Что же касается концепции развития зарождающихся отраслей, то ее практическое использование наталкивается на многочисленные трудности и приводит к значительному вмешательству государства в экономическую деятельность. Теоретически под понятие «зарождающиеся» подпадают только те отрасли, в которых экономия от масштаба существует на уровне отрасли, а не отдельного предприятия. В результате даже после реализации мер, ограничивающих конкуренцию со стороны импортной продукции, в этих отраслях сохраняется высокий уровень конкуренции. На практике подобное случается редко, и использование ограничений на торговлю в качестве инструмента промышленной политики обычно тесно связано либо с активным применением антимонопольной политики, либо с прямым вмешательством государства в деятельность бизнеса. С учетом того, что отрасли конкурируют в процессе привлечения рабочей силы, успешное применение теории зарождающихся отраслей возможно только по отношению к узкому кругу отраслей.

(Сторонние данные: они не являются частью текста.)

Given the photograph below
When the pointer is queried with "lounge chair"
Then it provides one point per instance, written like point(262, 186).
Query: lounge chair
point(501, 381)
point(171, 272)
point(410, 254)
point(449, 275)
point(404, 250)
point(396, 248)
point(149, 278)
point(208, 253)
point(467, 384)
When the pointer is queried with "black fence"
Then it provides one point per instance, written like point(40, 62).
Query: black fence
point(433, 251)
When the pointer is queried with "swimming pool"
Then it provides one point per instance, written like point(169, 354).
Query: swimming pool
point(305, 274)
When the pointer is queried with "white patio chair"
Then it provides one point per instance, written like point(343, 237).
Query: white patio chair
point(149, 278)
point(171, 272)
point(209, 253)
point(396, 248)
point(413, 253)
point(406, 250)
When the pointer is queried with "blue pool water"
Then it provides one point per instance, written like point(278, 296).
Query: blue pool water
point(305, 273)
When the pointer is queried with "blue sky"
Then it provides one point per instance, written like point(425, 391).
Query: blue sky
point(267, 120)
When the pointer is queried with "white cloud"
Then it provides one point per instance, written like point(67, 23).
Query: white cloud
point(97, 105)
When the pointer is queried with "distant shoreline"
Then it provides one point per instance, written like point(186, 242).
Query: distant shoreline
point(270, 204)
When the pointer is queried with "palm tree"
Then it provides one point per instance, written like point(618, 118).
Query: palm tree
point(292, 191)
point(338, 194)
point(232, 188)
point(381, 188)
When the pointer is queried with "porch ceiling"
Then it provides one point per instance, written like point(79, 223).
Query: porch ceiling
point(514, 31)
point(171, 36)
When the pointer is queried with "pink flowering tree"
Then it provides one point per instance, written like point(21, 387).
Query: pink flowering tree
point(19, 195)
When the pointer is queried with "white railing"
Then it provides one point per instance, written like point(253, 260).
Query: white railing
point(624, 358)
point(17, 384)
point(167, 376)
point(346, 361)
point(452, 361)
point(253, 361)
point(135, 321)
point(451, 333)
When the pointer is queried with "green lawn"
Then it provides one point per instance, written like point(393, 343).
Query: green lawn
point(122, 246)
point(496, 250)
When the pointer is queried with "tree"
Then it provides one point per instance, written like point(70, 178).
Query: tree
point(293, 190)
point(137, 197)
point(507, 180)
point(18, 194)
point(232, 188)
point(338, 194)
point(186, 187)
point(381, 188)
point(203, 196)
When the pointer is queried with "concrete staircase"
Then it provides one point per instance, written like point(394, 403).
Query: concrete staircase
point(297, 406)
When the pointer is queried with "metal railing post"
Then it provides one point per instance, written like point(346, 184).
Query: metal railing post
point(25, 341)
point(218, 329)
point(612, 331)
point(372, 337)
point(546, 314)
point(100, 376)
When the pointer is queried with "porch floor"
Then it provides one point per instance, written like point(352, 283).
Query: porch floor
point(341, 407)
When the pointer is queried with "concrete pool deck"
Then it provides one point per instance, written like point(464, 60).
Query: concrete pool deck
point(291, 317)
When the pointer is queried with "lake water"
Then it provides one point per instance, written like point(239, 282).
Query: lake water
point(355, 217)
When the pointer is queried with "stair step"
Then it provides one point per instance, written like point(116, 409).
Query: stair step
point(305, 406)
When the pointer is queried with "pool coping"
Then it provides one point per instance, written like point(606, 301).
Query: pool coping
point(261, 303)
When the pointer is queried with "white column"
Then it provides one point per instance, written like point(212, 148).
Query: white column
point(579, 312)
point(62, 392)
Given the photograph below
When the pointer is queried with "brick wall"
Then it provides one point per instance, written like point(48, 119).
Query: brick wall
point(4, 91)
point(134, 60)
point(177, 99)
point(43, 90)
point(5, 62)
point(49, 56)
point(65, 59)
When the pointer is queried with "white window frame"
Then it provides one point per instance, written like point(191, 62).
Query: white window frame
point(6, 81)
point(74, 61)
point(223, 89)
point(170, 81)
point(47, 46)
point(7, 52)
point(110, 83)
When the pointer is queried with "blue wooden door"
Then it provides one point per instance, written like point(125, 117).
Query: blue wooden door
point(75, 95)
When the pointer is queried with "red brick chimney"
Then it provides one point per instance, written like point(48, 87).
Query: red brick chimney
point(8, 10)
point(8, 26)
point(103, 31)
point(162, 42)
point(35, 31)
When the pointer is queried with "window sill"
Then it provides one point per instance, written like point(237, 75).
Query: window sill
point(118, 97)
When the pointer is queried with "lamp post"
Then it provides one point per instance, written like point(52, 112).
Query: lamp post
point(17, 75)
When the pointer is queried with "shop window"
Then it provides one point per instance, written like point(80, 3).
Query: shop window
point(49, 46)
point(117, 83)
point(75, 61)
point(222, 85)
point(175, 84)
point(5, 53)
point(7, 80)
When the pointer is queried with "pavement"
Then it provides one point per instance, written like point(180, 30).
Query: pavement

Вместе с тем результатом такой политики может быть общее повышение благосостояния населения (не всегда) и укрепление конкурентной позиции на мировом рынке тех отечественных компаний, на которые такая политика была направлена. Но, строго говоря, ни о каком повышении конкурентоспособности страны в целом речь не может идти и в этом случае.
Инструментами стратегической политики могут быть импортные тарифы или субсидии. Использование в России этих мер, в прошлом уже не имевших успеха, может быть ограничено из-за их непопулярности, а также в связи с ожидающимся вступлением страны в ВТО. Если идея о партнерстве государства и бизнеса попахивает прямым диктатом государства над предпринимательской деятельностью или легализацией лоббизма при росте непрозрачности бизнеса, то стратегическая торговая политика не подразумевает ни того ни другого. Поэтому, возможно, обращение к этому лозунгу, более нейтральному с политической точки зрения, позволило бы существенно сократить возможности бюрократии.
* * *
Риторика, связанная с достижением конкурентоспособности, возвращает Россию к типичной для нее борьбе с ветряными мельницами мировой конкуренции и отвлекает от решения действительно насущных внутренних проблем. Для того чтобы выйти из замкнутого круга вечной необходимости кого-то догонять, нужно реформировать нашу рентоориентированную бюрократию. Но именно эту реформу тормозит борьба за конкурентоспособность.
Повышение конкурентоспособности в России, как и в других странах, – лоббистский лозунг, используемый для усиления уровня протекционизма в отрасли. Но в отличие от других государств Россия все более и более активно использует его для оправдания более существенного вмешательства государства в экономическую деятельность и выстраивания структуры отношений, позволяющей государству командовать бизнесом.
В этой связи хотелось бы призвать российских экономистов-либералов, а также умеренных сторонников проведения так называемой новой промышленной политики отказаться от попыток приспособить понятие «конкурентоспособности страны» для достижения своих целей. В конечном счете лучший способ добиться претворения в жизнь своих идей – это называть вещи своими именами, а не прибегать к помощи эзопова языка. Игра модными, но безграмотными с точки зрения экономической теории понятиями подрывает репутацию многих экономистов-теоретиков. Но это еще полбеды: борьба за конкурентоспособность способна нанести непоправимый вред экономическому развитию России.